“Sono giovane, istruito e sportivo”

La cultura dovrebbe forse essere un tetto sotto il quale tutti nasciamo, un tetto che cresce alto sopra le nostre teste, un tetto che si allarga, che si allontana da noi, che si fa complesso, che ci fa non temere la nostra insignificanza. Perché quando la cultura è grande, non alimenta gli ego, alimenta le coscienze; non rende grandi gli uomini né li riempie di potere, ma dà potere ai pensieri degli uomini. La cultura ha opere compiute e testimonianze della vita terrena, ma la cultura è profondamente immateriale e vive al di là del tangibile.
La cultura è, forse come nessun'altra cosa, il segno distintivo di un paese, perché è, senza dubbio, un segno, il sigillo più profondo che gli uomini lasciano sull'umanità quando se ne vanno. Attraverso l'associazione di parole, un gioco così caratteristico della specie, possiamo arrivarci. Parigi? Louvre, Monna Lisa. Italia? Leonardo, Cappella Sistina, Michelangelo. New York? MoMA, Guggenheim, Broadway, Woody Allen. Inghilterra? Shakespeare, Teatro. Russia? Letteratura, Tolstoj, Dostoevskij, Balletto.
Il Portogallo non fa eccezione. Il Portogallo ha una cultura, ma non l'ha sempre trattata bene e, a giudicare dall'evidenza del tempo, non la tratterà sempre bene. Camões, Saramago, Gulbenkian, Jerónimos, Lusíadas, CCB, Expo 98 sono solo alcuni esempi di momenti, persone e mattoni della cultura nel nostro Paese, ma cosa avremo da mostrare d'ora in poi? La tempistica di questo testo non è casuale e si inserisce nella rapida assimilazione della cultura in una torta ministeriale, insieme a gioventù e sport. Forse funzionano bene insieme come biglietto da visita a una festa aziendale o su un'app di incontri – "Sono giovane, colto e sportivo" – potrebbe essere il vero epitaffio di una mente sana in un corpo sano, ma in un ministero ho dei dubbi.
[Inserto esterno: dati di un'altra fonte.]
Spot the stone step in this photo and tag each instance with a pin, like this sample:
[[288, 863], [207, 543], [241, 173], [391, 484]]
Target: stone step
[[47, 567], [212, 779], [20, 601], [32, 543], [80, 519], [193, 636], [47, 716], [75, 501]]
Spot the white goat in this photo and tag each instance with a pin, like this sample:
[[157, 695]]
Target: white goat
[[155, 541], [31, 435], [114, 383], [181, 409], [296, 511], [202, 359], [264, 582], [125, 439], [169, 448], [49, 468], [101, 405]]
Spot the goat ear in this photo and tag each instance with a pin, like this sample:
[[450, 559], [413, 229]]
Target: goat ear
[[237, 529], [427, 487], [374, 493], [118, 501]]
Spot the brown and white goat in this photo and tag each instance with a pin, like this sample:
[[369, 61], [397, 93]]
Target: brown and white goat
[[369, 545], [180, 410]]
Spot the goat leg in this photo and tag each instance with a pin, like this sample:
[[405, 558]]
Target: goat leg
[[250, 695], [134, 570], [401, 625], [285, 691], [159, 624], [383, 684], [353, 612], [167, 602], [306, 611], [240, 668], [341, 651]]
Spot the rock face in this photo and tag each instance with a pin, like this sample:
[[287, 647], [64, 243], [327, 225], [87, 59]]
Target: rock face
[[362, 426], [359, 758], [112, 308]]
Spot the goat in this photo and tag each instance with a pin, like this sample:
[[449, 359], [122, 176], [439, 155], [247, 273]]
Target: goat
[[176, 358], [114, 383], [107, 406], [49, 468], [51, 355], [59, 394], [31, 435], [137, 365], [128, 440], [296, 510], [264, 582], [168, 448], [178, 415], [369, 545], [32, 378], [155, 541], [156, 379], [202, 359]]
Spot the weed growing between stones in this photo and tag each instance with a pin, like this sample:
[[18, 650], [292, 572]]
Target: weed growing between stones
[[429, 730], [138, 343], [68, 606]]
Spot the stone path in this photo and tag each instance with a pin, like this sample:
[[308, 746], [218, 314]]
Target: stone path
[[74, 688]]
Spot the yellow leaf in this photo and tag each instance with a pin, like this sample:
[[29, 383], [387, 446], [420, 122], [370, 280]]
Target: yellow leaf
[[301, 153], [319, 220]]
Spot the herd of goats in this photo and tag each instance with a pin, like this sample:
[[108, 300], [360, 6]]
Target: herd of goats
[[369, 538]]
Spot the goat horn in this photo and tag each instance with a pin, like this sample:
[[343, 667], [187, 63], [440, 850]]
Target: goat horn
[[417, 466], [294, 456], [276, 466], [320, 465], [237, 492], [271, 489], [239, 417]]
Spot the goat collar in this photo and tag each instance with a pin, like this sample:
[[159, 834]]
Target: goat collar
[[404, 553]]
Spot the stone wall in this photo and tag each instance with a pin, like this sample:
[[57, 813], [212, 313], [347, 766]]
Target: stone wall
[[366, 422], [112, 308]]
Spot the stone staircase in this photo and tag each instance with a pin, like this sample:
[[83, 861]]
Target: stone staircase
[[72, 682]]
In un Paese povero e con molti problemi da risolvere, l'assorbimento del Ministero della Cultura non è una questione di priorità, ma piuttosto una questione vecchia e ammuffita in un Paese che, diciamo la verità, tende a mostrare una certa ostilità verso la cultura e ciò che rappresenta. Basti ricordare le controversie con José Saramago quando pubblicò Il Vangelo secondo Gesù Cristo , che, secondo Sousa Lara, allora Sottosegretario di Stato alla Cultura, "non rappresenta il Portogallo né i portoghesi". Che si apprezzi o meno Saramago o il libro, la cultura è una casa in cui si può entrare senza religione o partiti politici. È spesso attraverso la cultura che gli aspetti "marci" di una società vengono registrati per i posteri. Se non fosse stato per Eça e altri compatrioti, oggi non potremmo goderci le "corse dei cavalli". Il problema è che la società, in particolare i suoi leader, è sempre tentata di assumere il ruolo di bussola morale, di consiglieri sul Bene e sul Male, e preferisce tenere le cose "marci" sepolte e non portate alla luce da occhi indipendenti. La cultura può essere astuta e pungente, e lo è stata tante volte, e continuerà ad esserlo, nonostante la scarsa importanza e la negligenza a cui si vuole condannarla.
Un Paese senza cultura è un Paese che non ha nulla da mostrare per i prossimi 20, 50, 100 anni. I tempi sono così, ma forse un giorno ci stancheremo delle lacune che la modernizzazione non può colmare, dei dolori che l'intelligenza artificiale non può risolvere e del denaro che, per quanto grande, non può comprare il progresso. Oggi dipendiamo da molte cose: dalla tecnologia, dalle reti, dal denaro, dalla burocrazia. Ma la cultura alimenta un tipo di dipendenza che non dovrebbe mai cadere in disuso. Più apprezziamo la cultura, più difficile è per noi non pensare con la nostra testa, più difficile è per noi lasciare che gli altri pensino per noi. La cultura ci rende dipendenti dal nostro pensiero.